(January 5, 2015 at 10:11 pm)Rhythm Wrote:(January 5, 2015 at 9:57 pm)*steve* Wrote: Call it an excuse if you want. I call it a mitigating circumstance. If God is the creator of our reality, God isn't shielded from the pain, suffering, evil, etc. If God created the universe as it is then God must have thought the negatives were worth the positives.-and it just gets worse. Good to know that god decided for some poor infected 3rd world fucker that his miserable existence was totally worth it - by gods metrics...of course.....and worth it - regarding some unspoken "it". Now it's not an issue of necessity, but what some other party figures is worth it (whatever the hell that means)?
What about any of that is a mitigating circumstance? What do you understand a mitigating circumstance to be (in some other context, perhaps...)?
Example, a person has their hand caught in a bear trap. No help coming. They can cut off their own hand to live without the hand or die. Crappy choice but it is an option.
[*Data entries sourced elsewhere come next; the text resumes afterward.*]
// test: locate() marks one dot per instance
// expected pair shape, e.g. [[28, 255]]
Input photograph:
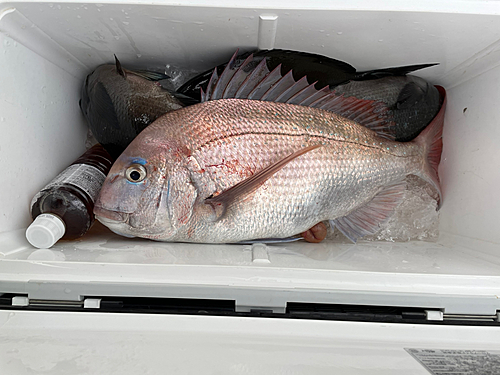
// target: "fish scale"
[[208, 149]]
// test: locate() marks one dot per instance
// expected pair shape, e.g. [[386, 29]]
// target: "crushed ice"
[[415, 218]]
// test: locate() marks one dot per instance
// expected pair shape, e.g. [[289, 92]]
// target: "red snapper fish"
[[234, 170]]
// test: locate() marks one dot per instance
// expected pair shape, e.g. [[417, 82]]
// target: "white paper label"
[[86, 177], [458, 362]]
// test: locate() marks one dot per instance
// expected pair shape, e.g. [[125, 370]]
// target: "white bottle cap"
[[45, 231]]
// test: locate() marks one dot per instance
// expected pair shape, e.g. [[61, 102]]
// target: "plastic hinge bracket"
[[435, 315], [92, 303]]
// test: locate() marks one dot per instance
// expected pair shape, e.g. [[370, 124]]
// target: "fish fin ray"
[[237, 79], [367, 219], [372, 114], [267, 82], [280, 87], [224, 78], [252, 80], [249, 185]]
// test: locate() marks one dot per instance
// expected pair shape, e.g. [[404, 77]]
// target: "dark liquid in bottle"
[[71, 195]]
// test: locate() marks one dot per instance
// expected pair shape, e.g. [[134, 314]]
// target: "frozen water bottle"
[[64, 208]]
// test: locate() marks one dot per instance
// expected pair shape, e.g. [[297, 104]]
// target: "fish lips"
[[108, 216]]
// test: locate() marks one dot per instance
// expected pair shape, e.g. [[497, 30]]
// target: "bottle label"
[[83, 176]]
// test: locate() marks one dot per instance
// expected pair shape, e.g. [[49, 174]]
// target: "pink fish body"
[[232, 170]]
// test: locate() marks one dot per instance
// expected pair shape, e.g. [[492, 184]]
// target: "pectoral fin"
[[249, 185]]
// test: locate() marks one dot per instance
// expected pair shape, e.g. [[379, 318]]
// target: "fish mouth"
[[112, 217]]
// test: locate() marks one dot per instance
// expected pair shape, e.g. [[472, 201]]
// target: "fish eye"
[[135, 173]]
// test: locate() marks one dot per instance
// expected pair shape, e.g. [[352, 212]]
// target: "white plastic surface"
[[45, 231], [92, 343], [48, 48]]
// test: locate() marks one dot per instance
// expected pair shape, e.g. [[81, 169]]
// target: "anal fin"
[[367, 219]]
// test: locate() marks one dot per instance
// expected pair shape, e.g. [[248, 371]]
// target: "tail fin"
[[431, 139]]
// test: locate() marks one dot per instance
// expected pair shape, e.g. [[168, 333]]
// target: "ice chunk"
[[178, 77]]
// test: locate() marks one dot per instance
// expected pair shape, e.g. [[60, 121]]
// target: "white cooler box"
[[107, 304]]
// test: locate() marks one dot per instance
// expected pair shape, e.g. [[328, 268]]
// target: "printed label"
[[458, 362], [86, 177]]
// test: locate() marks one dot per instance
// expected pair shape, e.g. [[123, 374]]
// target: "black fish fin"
[[411, 94], [249, 185], [368, 218], [388, 72], [184, 99], [149, 75], [431, 140], [119, 68], [104, 110], [321, 69]]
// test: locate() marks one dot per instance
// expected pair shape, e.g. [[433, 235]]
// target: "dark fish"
[[119, 103], [259, 76], [412, 101]]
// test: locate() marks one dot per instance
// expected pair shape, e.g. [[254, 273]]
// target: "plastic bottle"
[[64, 208]]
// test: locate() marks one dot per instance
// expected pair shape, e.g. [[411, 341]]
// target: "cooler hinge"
[[23, 301], [438, 315]]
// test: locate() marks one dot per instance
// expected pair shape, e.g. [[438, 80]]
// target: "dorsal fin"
[[260, 84]]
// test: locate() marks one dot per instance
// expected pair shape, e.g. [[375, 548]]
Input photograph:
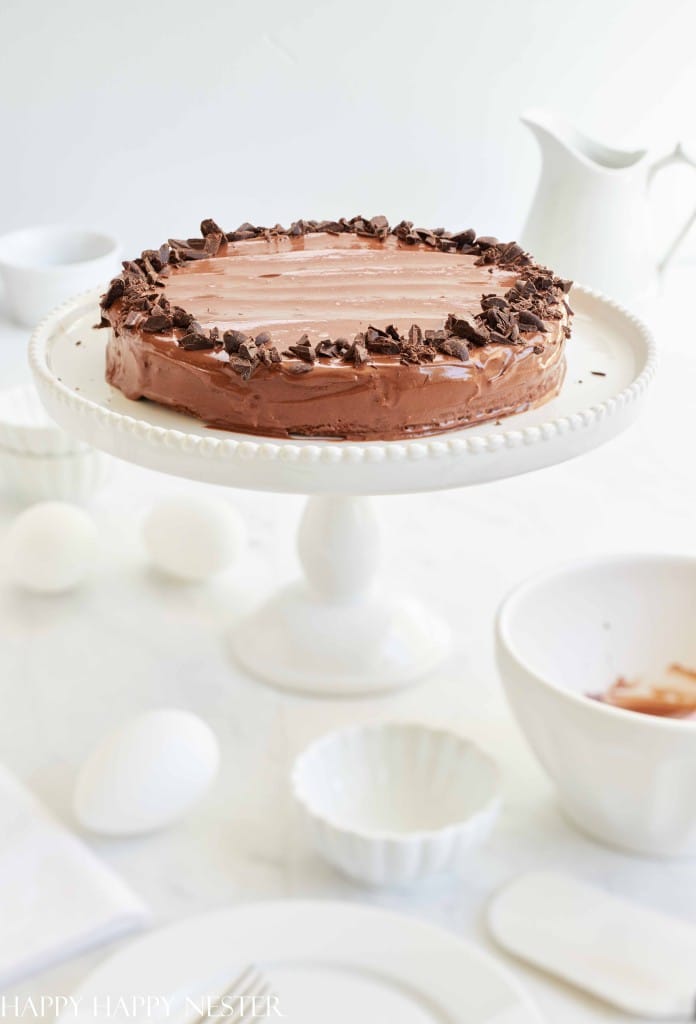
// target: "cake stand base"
[[337, 633]]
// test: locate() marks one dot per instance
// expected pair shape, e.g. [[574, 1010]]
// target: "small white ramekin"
[[395, 803], [623, 777], [27, 429], [61, 477], [43, 266], [39, 461]]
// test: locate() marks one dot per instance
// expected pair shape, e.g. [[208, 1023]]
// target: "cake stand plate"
[[338, 631]]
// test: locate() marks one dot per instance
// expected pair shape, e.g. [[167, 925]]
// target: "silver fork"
[[246, 998]]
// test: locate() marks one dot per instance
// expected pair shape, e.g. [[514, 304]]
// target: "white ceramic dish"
[[325, 962], [395, 803], [589, 411], [38, 459], [62, 477], [42, 266], [625, 778]]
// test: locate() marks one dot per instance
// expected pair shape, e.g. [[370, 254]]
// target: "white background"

It's easy to get sentimental about these things. Another example, if you could save the lives of 100 million people by killing a hundred innocent children, would you do it?
However, I understand your indignation about a God who would let some poor guy suffer so that life could exist. The other mitigating thing, at least in my theological ontology is that, that guy's suffering is literally God's suffering as well. This comes from an ontology that I call an aspect monism or in Vishishtadvaita a qualified monism. The poor soul is an aspect of God.
I know it still sounds cruel. People are tempted to make God out as some sort of Big Daddy or Big Mommy where shit should never happen. Just ain't so, in my view.